18th Party Congress
The Chinese Communist Party's 18th Congress, held in Beijing November 8-14, 2012, marked a key power transition in China. A new generation of leaders, headed by Xi Jinping and Li Keqiang, took over from the previous leadership headed by Hu Jintao. The Communist Party's Politburo Standing Committee was reduced in number from nine to seven. Unlike his predecessor Jiang Zemin, Hu Jintao handed over both the Party General Secretary and Chairman of the Central Military Commission positions to Xi.
Hu Jintao's place in the Communist Party hierarchy
What rank will Hu Jintao hold in the Communist Party hierarchy after he stands down as its general secretary? The answer to that will most likely provide some hint about the extent of Hu's residual influence.
Will he rank No 3, after his successor Xi Jinping and predecessor Jiang Zemin? If so, it will be a conspicuous sign that Xi will be overshadowed by the two previous party chiefs, even though the party has hailed another smooth transition of power?
Since Jiang handed over the baton to Hu 10 years ago his name has always ranked second after Hu's in the party hierarchy. This follows a tradition of showing respect to former party chiefs, taking into account their impact and legacy.
Jiang is always given a prominent position in state events he attends - a sign that he is still an influential figure. At a military parade celebrating the nation's 60th anniversary in 2009, Jiang was on a stage together with Hu to review the troops. But analysts say Hu's legacy in the party is likely to fade fast and he will not place himself before Jiang, meaning that the best he could hope for is No3 in the hierarchy.
The names of retired leaders appear on occasions such as major party celebrations, or when party elders pay tribute at the funerals of party veterans.
The order of the names strictly follows the hierarchy of the party.

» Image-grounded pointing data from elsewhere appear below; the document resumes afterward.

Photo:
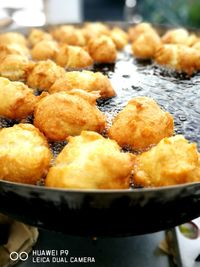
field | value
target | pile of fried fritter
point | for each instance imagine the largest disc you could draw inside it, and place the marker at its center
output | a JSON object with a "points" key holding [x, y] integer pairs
{"points": [[48, 75]]}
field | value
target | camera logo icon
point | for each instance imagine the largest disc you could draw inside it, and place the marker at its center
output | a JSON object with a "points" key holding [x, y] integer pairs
{"points": [[15, 256]]}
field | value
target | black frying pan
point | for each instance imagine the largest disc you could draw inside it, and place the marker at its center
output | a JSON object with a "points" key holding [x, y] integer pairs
{"points": [[119, 212]]}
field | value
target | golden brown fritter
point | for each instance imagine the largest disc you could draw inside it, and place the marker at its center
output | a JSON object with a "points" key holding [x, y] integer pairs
{"points": [[135, 31], [196, 45], [24, 154], [94, 30], [73, 57], [15, 67], [145, 45], [44, 74], [68, 34], [176, 36], [172, 161], [86, 80], [13, 49], [13, 38], [119, 37], [179, 57], [45, 49], [90, 161], [37, 35], [62, 114], [102, 49], [17, 100], [141, 124], [192, 39]]}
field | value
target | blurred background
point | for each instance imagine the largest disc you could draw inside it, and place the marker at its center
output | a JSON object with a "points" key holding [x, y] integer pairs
{"points": [[39, 12]]}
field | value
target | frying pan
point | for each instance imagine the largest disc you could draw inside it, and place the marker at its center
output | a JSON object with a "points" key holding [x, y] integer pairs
{"points": [[119, 212]]}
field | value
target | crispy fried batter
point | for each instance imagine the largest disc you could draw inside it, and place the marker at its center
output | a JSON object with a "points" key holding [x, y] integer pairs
{"points": [[141, 124], [86, 80], [45, 49], [119, 37], [37, 35], [24, 154], [73, 57], [192, 39], [196, 45], [13, 38], [62, 114], [145, 45], [172, 161], [17, 100], [68, 34], [102, 49], [90, 161], [44, 74], [15, 67], [176, 36], [180, 57], [135, 31]]}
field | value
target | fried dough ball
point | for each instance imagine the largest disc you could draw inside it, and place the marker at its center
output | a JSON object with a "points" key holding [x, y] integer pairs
{"points": [[197, 45], [173, 161], [90, 161], [73, 57], [86, 80], [192, 39], [37, 35], [62, 114], [13, 49], [119, 37], [141, 28], [141, 124], [179, 57], [176, 36], [24, 154], [15, 67], [44, 74], [17, 100], [95, 29], [46, 49], [145, 45], [102, 49], [69, 35], [13, 38]]}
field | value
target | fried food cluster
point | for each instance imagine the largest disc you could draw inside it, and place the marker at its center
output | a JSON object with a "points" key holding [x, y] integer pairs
{"points": [[15, 67], [17, 100], [45, 49], [63, 114], [86, 80], [68, 34], [90, 161], [141, 124], [37, 35], [173, 161], [73, 57], [44, 61], [24, 154], [145, 40], [44, 74], [119, 37]]}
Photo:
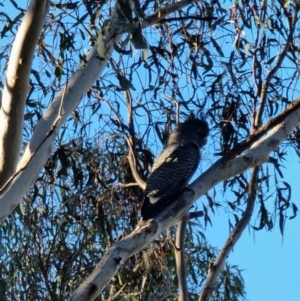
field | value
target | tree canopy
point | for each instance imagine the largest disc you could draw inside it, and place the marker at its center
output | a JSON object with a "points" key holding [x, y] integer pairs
{"points": [[90, 91]]}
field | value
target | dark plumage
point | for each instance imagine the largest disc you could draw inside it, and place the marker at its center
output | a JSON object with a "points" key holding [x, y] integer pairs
{"points": [[175, 166]]}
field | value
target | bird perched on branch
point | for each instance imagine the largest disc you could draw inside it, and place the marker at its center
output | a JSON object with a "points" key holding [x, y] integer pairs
{"points": [[174, 166]]}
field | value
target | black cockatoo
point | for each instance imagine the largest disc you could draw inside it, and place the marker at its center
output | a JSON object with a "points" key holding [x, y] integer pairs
{"points": [[174, 166]]}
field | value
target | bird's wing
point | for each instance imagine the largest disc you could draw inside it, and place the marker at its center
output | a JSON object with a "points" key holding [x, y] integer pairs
{"points": [[171, 171]]}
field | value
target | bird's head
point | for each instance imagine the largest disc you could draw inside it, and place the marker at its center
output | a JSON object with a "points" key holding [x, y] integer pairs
{"points": [[191, 130]]}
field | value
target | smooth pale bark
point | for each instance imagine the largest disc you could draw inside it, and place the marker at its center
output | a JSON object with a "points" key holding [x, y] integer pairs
{"points": [[17, 85], [46, 130], [147, 231]]}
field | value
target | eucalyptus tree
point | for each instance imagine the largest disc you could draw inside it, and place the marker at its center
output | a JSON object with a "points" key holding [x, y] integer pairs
{"points": [[90, 92]]}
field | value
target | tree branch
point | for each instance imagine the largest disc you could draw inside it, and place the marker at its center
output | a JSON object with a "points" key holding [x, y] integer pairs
{"points": [[41, 143], [180, 261], [216, 267], [282, 55], [176, 211], [16, 86]]}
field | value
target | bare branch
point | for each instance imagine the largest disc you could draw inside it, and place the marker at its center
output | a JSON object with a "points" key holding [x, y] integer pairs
{"points": [[281, 56], [16, 87], [147, 231], [30, 165], [180, 261]]}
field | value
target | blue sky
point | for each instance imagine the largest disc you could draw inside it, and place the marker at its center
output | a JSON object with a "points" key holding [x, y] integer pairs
{"points": [[271, 263]]}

In the past 10 years, Jiang's name has always come after Hu's, but before Wu Bangguo's . Wu ranked second in the Politburo Standing Committee during Hu's administration.
But if Hu wants to break the tradition, he could rank ninth after Xi, Jiang and the new members of the Politburo Standing Committee. That would most likely not go down well among his supporters.
Professor Gu Su from Nanjing University said that with the political future of Hu's protégé Ling Jihua (his former chief of staff) in question, Hu does not have a right-hand man capable of consolidating respect for him inside the party.
But Hu will not be totally out of the picture because party elders always have some say in party affairs.
Professor Wang Yukai of the Chinese Academy of Governance said: "Hu's views will still be very important when the new leaders consult the elders."